Wednesday round-up
on Aug 16, 2017 at 6:39 am
At BuzzFeed News, Chris Geidner reports that “[o]ne of the country’s top lawyers” has filed a cert petition on behalf of an Arizona death-row inmate who “has been arguing for the past three years that the state’s death penalty law is unconstitutional because it doesn’t do enough to narrow who is eligible for the death penalty, among those convicted of murder.” Additional coverage comes from Tony Mauro in The National Law Journal (subscription or registration required), who reports that “[f]ormer acting U.S. Solicitor General Neal Katyal is … asking the court to decide whether ‘the death penalty in and of itself violates the Eighth Amendment, in light of contemporary standards of decency.’”
Briefly:
- In USA Today, Richard Wolf cites two upcoming Supreme Court cases, Husted v.
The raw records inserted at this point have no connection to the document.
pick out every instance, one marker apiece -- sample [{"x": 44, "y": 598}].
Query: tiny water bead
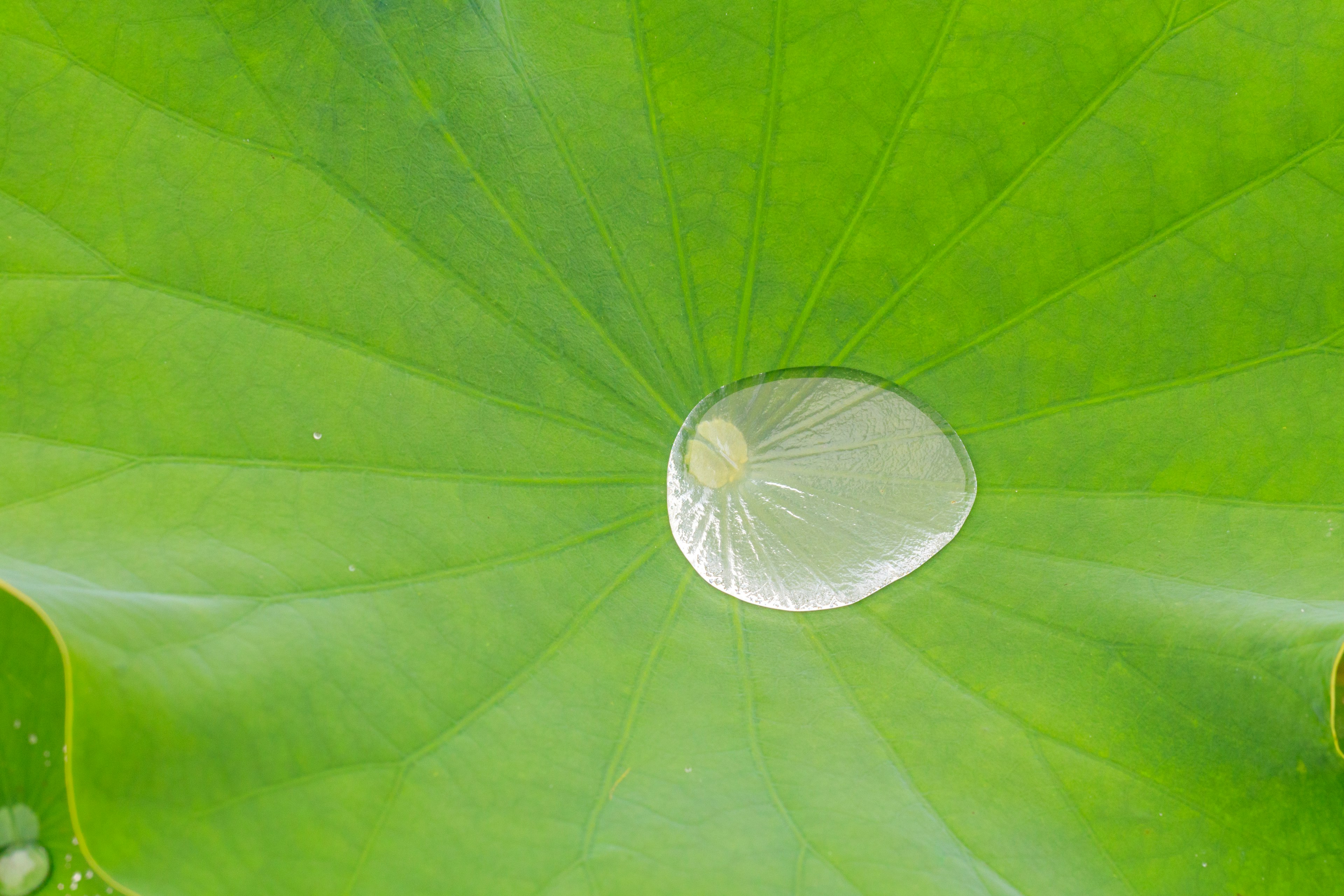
[
  {"x": 812, "y": 488},
  {"x": 25, "y": 863}
]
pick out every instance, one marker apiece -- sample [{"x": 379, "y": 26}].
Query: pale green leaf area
[
  {"x": 494, "y": 254},
  {"x": 33, "y": 746}
]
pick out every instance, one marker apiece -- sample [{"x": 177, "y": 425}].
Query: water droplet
[
  {"x": 812, "y": 488},
  {"x": 23, "y": 868}
]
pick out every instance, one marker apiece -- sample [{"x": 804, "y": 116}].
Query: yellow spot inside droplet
[{"x": 718, "y": 453}]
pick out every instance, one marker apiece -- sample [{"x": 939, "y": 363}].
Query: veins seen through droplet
[{"x": 812, "y": 488}]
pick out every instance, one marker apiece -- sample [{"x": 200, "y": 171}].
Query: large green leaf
[{"x": 492, "y": 254}]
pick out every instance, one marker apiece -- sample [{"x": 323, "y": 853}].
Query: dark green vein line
[
  {"x": 642, "y": 57},
  {"x": 609, "y": 778},
  {"x": 893, "y": 757},
  {"x": 379, "y": 824},
  {"x": 411, "y": 369},
  {"x": 1167, "y": 34},
  {"x": 251, "y": 76},
  {"x": 69, "y": 487},
  {"x": 349, "y": 344},
  {"x": 1062, "y": 789},
  {"x": 768, "y": 138},
  {"x": 1121, "y": 258},
  {"x": 1189, "y": 496},
  {"x": 1208, "y": 377},
  {"x": 1029, "y": 730},
  {"x": 515, "y": 226},
  {"x": 553, "y": 128},
  {"x": 758, "y": 758},
  {"x": 552, "y": 649},
  {"x": 445, "y": 476},
  {"x": 45, "y": 440},
  {"x": 21, "y": 277},
  {"x": 355, "y": 198},
  {"x": 482, "y": 566},
  {"x": 336, "y": 467},
  {"x": 195, "y": 124},
  {"x": 870, "y": 191},
  {"x": 496, "y": 698}
]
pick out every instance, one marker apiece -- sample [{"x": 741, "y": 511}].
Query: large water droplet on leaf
[
  {"x": 812, "y": 488},
  {"x": 25, "y": 864}
]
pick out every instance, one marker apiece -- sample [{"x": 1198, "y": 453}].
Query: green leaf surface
[
  {"x": 343, "y": 343},
  {"x": 33, "y": 781}
]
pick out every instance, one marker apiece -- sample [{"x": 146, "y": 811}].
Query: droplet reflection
[{"x": 812, "y": 488}]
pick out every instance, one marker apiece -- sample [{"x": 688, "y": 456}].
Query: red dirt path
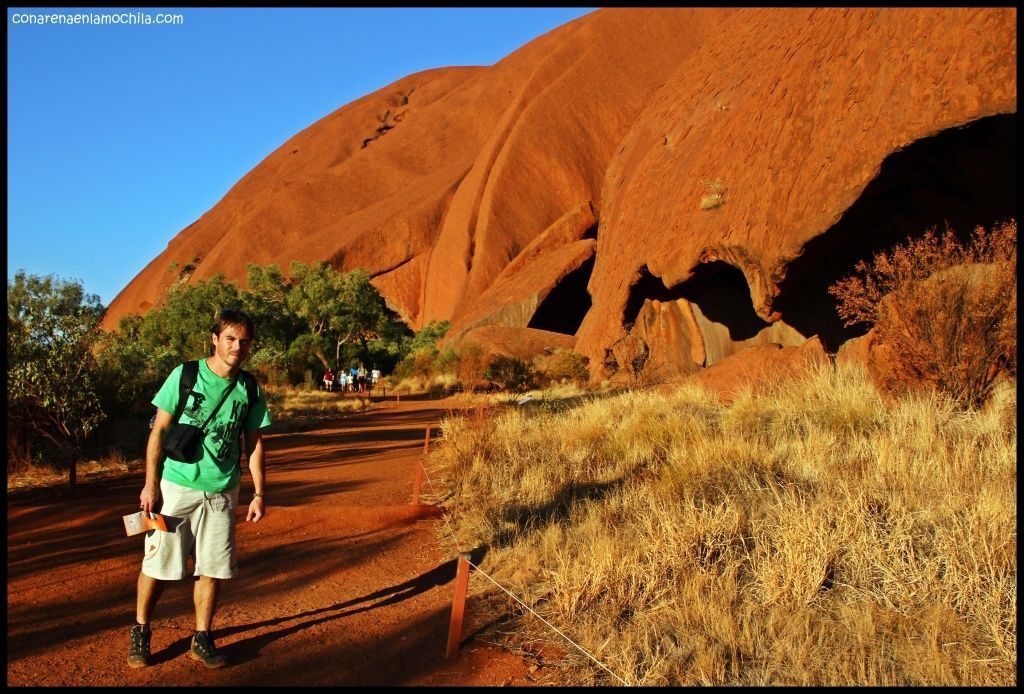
[{"x": 343, "y": 582}]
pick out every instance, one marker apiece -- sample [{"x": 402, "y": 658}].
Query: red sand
[{"x": 343, "y": 582}]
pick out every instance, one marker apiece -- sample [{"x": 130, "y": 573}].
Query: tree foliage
[
  {"x": 944, "y": 311},
  {"x": 51, "y": 396}
]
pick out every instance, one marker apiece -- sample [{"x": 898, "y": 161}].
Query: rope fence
[{"x": 422, "y": 472}]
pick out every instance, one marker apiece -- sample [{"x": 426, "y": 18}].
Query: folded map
[{"x": 140, "y": 522}]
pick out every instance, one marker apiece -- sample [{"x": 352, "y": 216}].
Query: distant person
[{"x": 202, "y": 494}]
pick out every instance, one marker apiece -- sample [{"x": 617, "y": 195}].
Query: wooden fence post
[
  {"x": 418, "y": 480},
  {"x": 416, "y": 483},
  {"x": 458, "y": 605}
]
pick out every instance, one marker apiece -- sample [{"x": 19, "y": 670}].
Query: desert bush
[
  {"x": 470, "y": 365},
  {"x": 945, "y": 310},
  {"x": 564, "y": 365},
  {"x": 811, "y": 534},
  {"x": 511, "y": 374}
]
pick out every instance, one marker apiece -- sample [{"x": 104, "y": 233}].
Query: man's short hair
[{"x": 232, "y": 316}]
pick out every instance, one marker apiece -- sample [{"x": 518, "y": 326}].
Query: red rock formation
[{"x": 680, "y": 153}]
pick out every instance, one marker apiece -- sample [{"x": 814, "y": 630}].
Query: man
[{"x": 201, "y": 497}]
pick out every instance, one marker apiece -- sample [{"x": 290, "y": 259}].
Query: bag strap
[
  {"x": 251, "y": 390},
  {"x": 189, "y": 374},
  {"x": 186, "y": 381},
  {"x": 227, "y": 391}
]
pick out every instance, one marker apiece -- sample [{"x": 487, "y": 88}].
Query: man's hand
[
  {"x": 147, "y": 500},
  {"x": 255, "y": 510}
]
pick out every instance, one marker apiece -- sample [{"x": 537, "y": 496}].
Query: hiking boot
[
  {"x": 138, "y": 648},
  {"x": 204, "y": 650}
]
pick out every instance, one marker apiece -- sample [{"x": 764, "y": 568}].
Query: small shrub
[
  {"x": 565, "y": 365},
  {"x": 470, "y": 365},
  {"x": 944, "y": 311},
  {"x": 512, "y": 375}
]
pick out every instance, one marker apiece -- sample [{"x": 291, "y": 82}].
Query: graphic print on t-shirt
[
  {"x": 195, "y": 410},
  {"x": 224, "y": 434}
]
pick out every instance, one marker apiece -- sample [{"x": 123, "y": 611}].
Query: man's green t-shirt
[{"x": 218, "y": 470}]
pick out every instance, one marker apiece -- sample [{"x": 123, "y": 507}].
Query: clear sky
[{"x": 120, "y": 135}]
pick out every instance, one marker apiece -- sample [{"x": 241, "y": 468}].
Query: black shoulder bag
[{"x": 183, "y": 442}]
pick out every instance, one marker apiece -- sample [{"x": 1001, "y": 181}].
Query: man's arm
[
  {"x": 254, "y": 442},
  {"x": 151, "y": 491}
]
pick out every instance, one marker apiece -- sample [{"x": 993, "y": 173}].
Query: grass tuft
[{"x": 814, "y": 534}]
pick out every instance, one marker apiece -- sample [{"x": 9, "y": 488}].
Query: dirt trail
[{"x": 343, "y": 582}]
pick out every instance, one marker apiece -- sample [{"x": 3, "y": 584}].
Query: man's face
[{"x": 232, "y": 345}]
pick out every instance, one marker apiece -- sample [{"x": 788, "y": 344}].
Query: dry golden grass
[{"x": 812, "y": 535}]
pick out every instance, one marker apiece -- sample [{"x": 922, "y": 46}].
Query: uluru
[{"x": 690, "y": 179}]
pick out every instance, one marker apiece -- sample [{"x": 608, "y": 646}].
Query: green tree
[
  {"x": 51, "y": 397},
  {"x": 180, "y": 324},
  {"x": 343, "y": 307}
]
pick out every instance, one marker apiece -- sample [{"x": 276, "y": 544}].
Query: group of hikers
[{"x": 355, "y": 380}]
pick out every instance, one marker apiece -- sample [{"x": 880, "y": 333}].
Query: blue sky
[{"x": 120, "y": 135}]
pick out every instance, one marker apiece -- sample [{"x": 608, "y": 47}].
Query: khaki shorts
[{"x": 201, "y": 526}]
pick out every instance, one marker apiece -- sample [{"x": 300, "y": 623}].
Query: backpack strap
[
  {"x": 251, "y": 390},
  {"x": 189, "y": 374}
]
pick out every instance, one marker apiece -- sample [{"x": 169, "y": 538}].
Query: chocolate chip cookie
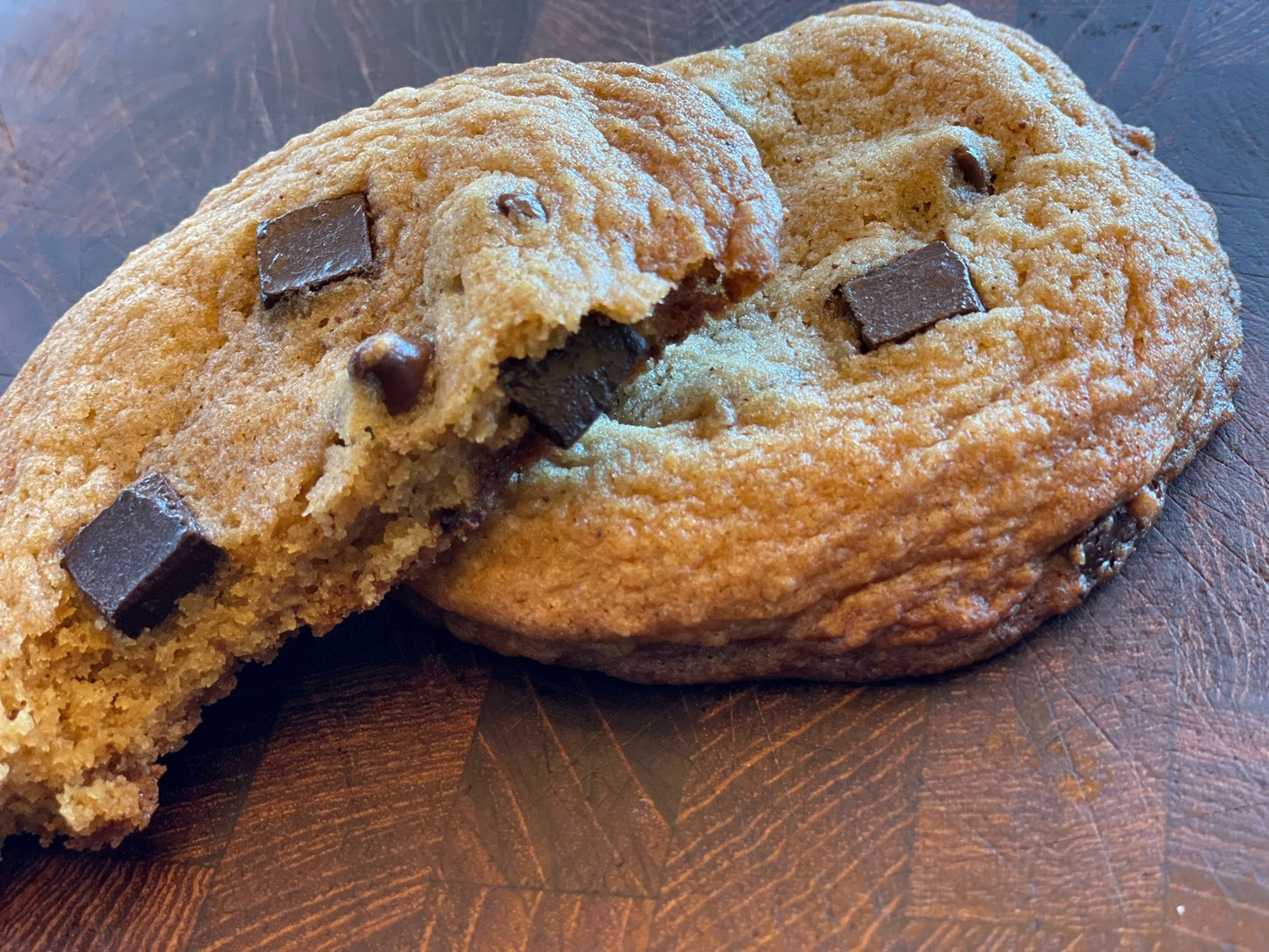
[
  {"x": 319, "y": 379},
  {"x": 999, "y": 328}
]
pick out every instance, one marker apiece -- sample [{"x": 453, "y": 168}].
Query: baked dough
[
  {"x": 773, "y": 501},
  {"x": 316, "y": 494}
]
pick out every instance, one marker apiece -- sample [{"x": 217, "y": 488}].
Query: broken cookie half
[
  {"x": 263, "y": 418},
  {"x": 999, "y": 329}
]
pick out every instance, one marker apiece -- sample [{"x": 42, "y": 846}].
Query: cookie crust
[
  {"x": 809, "y": 510},
  {"x": 319, "y": 496}
]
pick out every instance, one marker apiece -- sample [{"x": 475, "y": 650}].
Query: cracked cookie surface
[
  {"x": 501, "y": 207},
  {"x": 775, "y": 501}
]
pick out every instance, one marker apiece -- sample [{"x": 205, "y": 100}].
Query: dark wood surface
[{"x": 1106, "y": 784}]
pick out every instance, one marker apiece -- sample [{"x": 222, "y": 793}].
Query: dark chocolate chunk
[
  {"x": 566, "y": 390},
  {"x": 909, "y": 295},
  {"x": 521, "y": 203},
  {"x": 974, "y": 169},
  {"x": 141, "y": 555},
  {"x": 1100, "y": 550},
  {"x": 313, "y": 247},
  {"x": 398, "y": 364}
]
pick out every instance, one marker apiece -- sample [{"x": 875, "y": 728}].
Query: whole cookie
[
  {"x": 901, "y": 455},
  {"x": 265, "y": 415}
]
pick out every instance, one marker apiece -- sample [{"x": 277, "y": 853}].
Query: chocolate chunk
[
  {"x": 909, "y": 295},
  {"x": 974, "y": 169},
  {"x": 313, "y": 247},
  {"x": 140, "y": 555},
  {"x": 566, "y": 390},
  {"x": 521, "y": 203},
  {"x": 398, "y": 364},
  {"x": 1100, "y": 550}
]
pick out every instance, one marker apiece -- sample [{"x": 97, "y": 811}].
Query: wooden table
[{"x": 1106, "y": 784}]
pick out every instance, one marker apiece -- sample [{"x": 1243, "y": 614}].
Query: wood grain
[{"x": 1103, "y": 786}]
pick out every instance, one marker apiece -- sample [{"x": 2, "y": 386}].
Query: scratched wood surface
[{"x": 1106, "y": 784}]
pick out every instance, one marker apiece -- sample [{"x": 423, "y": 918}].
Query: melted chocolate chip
[
  {"x": 521, "y": 203},
  {"x": 566, "y": 390},
  {"x": 910, "y": 293},
  {"x": 1101, "y": 549},
  {"x": 313, "y": 247},
  {"x": 974, "y": 169},
  {"x": 141, "y": 555},
  {"x": 398, "y": 364}
]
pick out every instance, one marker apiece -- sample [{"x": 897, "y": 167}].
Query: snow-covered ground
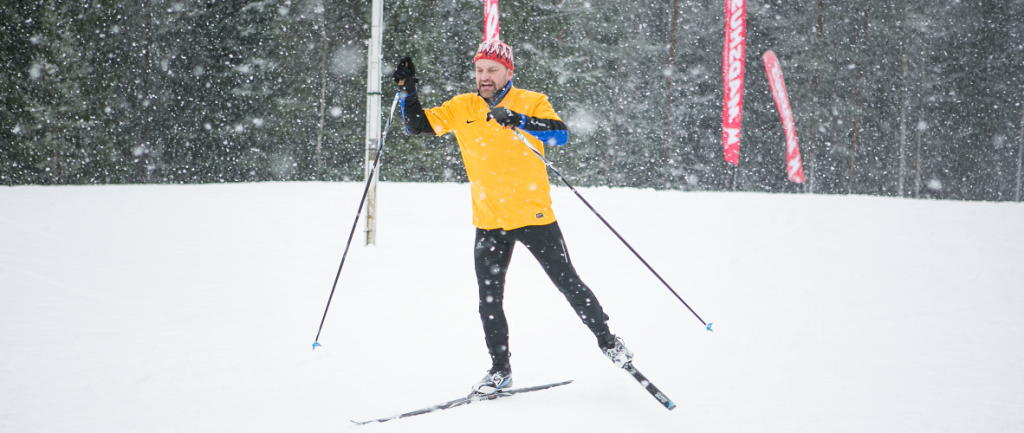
[{"x": 193, "y": 308}]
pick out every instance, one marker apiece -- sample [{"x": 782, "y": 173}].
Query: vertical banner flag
[
  {"x": 491, "y": 31},
  {"x": 733, "y": 59},
  {"x": 794, "y": 167}
]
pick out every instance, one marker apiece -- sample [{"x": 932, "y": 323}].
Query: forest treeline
[{"x": 911, "y": 98}]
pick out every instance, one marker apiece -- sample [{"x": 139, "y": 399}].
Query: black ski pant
[{"x": 493, "y": 253}]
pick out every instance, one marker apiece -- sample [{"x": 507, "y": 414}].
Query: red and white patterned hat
[{"x": 496, "y": 50}]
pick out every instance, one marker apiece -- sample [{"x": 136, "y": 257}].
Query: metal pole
[
  {"x": 1020, "y": 157},
  {"x": 607, "y": 224},
  {"x": 355, "y": 222},
  {"x": 373, "y": 116}
]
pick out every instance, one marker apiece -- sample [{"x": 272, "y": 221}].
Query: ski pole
[
  {"x": 366, "y": 189},
  {"x": 554, "y": 170}
]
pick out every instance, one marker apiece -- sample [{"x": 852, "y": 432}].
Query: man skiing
[{"x": 510, "y": 193}]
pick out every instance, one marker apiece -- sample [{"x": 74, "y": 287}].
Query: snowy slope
[{"x": 172, "y": 308}]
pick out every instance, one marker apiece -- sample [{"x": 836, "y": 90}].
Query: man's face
[{"x": 491, "y": 77}]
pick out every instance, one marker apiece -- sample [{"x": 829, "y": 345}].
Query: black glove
[
  {"x": 404, "y": 75},
  {"x": 505, "y": 117}
]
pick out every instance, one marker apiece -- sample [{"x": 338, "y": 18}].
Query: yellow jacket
[{"x": 509, "y": 183}]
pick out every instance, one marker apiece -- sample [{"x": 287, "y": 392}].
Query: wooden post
[{"x": 373, "y": 115}]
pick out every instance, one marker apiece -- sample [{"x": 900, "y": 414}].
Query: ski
[
  {"x": 464, "y": 400},
  {"x": 664, "y": 399}
]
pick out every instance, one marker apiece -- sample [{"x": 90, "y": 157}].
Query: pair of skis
[{"x": 665, "y": 400}]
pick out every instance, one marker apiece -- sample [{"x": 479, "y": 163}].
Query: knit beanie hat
[{"x": 495, "y": 50}]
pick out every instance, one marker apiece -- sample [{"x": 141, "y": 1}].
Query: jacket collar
[{"x": 500, "y": 96}]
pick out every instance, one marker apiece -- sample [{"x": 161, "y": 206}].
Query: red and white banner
[
  {"x": 733, "y": 60},
  {"x": 794, "y": 167},
  {"x": 491, "y": 31}
]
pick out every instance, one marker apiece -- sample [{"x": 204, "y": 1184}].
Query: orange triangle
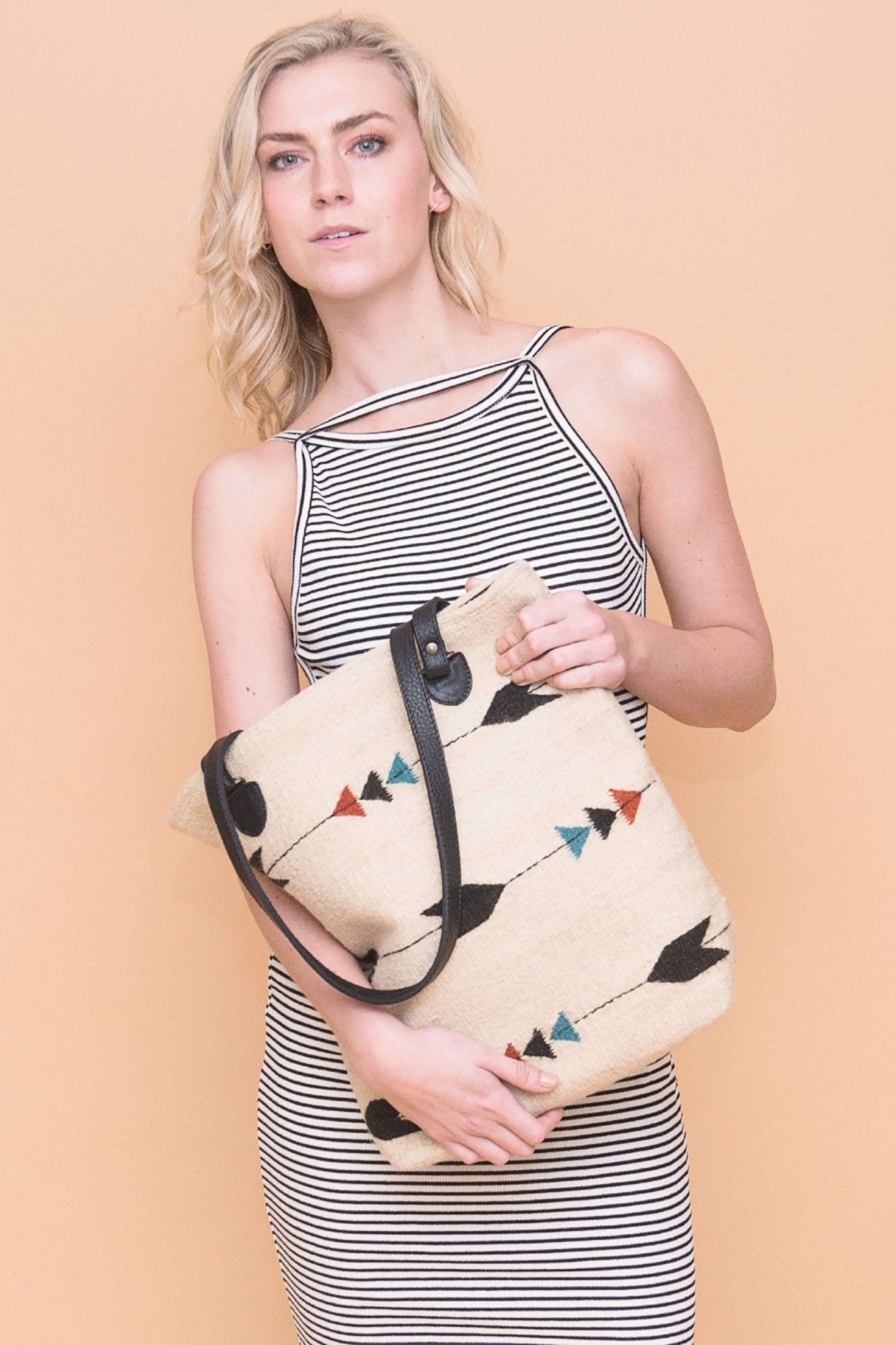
[
  {"x": 628, "y": 801},
  {"x": 348, "y": 806}
]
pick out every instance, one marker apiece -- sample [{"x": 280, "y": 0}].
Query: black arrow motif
[
  {"x": 684, "y": 958},
  {"x": 374, "y": 788},
  {"x": 513, "y": 703},
  {"x": 602, "y": 819},
  {"x": 478, "y": 900},
  {"x": 384, "y": 1122},
  {"x": 539, "y": 1047}
]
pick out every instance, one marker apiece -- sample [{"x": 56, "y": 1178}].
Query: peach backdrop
[{"x": 720, "y": 175}]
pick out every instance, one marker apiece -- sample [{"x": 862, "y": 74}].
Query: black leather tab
[
  {"x": 457, "y": 687},
  {"x": 448, "y": 677},
  {"x": 432, "y": 647}
]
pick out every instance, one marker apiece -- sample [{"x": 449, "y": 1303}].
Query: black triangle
[
  {"x": 374, "y": 788},
  {"x": 478, "y": 900},
  {"x": 602, "y": 819},
  {"x": 684, "y": 958},
  {"x": 513, "y": 703},
  {"x": 539, "y": 1047}
]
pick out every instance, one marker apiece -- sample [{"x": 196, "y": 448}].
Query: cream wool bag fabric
[{"x": 592, "y": 937}]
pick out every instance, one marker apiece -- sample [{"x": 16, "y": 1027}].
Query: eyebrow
[{"x": 338, "y": 127}]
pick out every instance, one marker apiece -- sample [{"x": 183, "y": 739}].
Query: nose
[{"x": 330, "y": 181}]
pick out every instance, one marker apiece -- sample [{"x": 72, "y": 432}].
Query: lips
[{"x": 337, "y": 233}]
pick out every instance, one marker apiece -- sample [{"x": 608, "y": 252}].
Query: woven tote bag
[{"x": 502, "y": 860}]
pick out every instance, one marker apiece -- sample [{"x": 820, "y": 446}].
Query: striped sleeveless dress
[{"x": 590, "y": 1239}]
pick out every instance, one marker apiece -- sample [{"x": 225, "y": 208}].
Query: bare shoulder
[
  {"x": 245, "y": 492},
  {"x": 633, "y": 393},
  {"x": 631, "y": 369}
]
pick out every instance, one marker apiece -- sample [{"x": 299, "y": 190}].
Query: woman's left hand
[{"x": 566, "y": 641}]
A. Phillip Randolph Institute, which stems from a challenge to Ohio’s voter-roll purge, and Epic Systems Corp. v. Lewis, which asks whether mandatory-arbitration agreements that deprive workers of their right to collective proceedings are enforceable, as examples of the “Trump administration … switching sides in some of the nation’s most consequential legal battles.”
- In The Economist, Steven Mazie reports on the pivotal role Justice Anthony Kennedy will likely play in several high-profile cases on the Supreme Court’s docket for October Term 2017.
- At E&E News, Amanda Reilly reports that “[t]he Trump administration recently weighed in on two complex interstate water disputes in the Supreme Court, in both cases building on the arguments made by the Obama administration,” and that the administration’s “responses … come as the Supreme Court is considering reports issued by special masters assigned to the cases.”
- At Balkinization, Mark Tushnet weighs in on Christie v. National Collegiate Athletic Association, in which the Supreme Court will decide whether a federal statute that prohibits New Jersey from repealing its ban on commercial sports betting is unconstitutional, arguing that “Congress has simply preempted state property law on this issue,” and “[i]t can’t be that the anticommandeering doctrine makes all federal laws preempting state property (or contract or tort) rights unconstitutional.”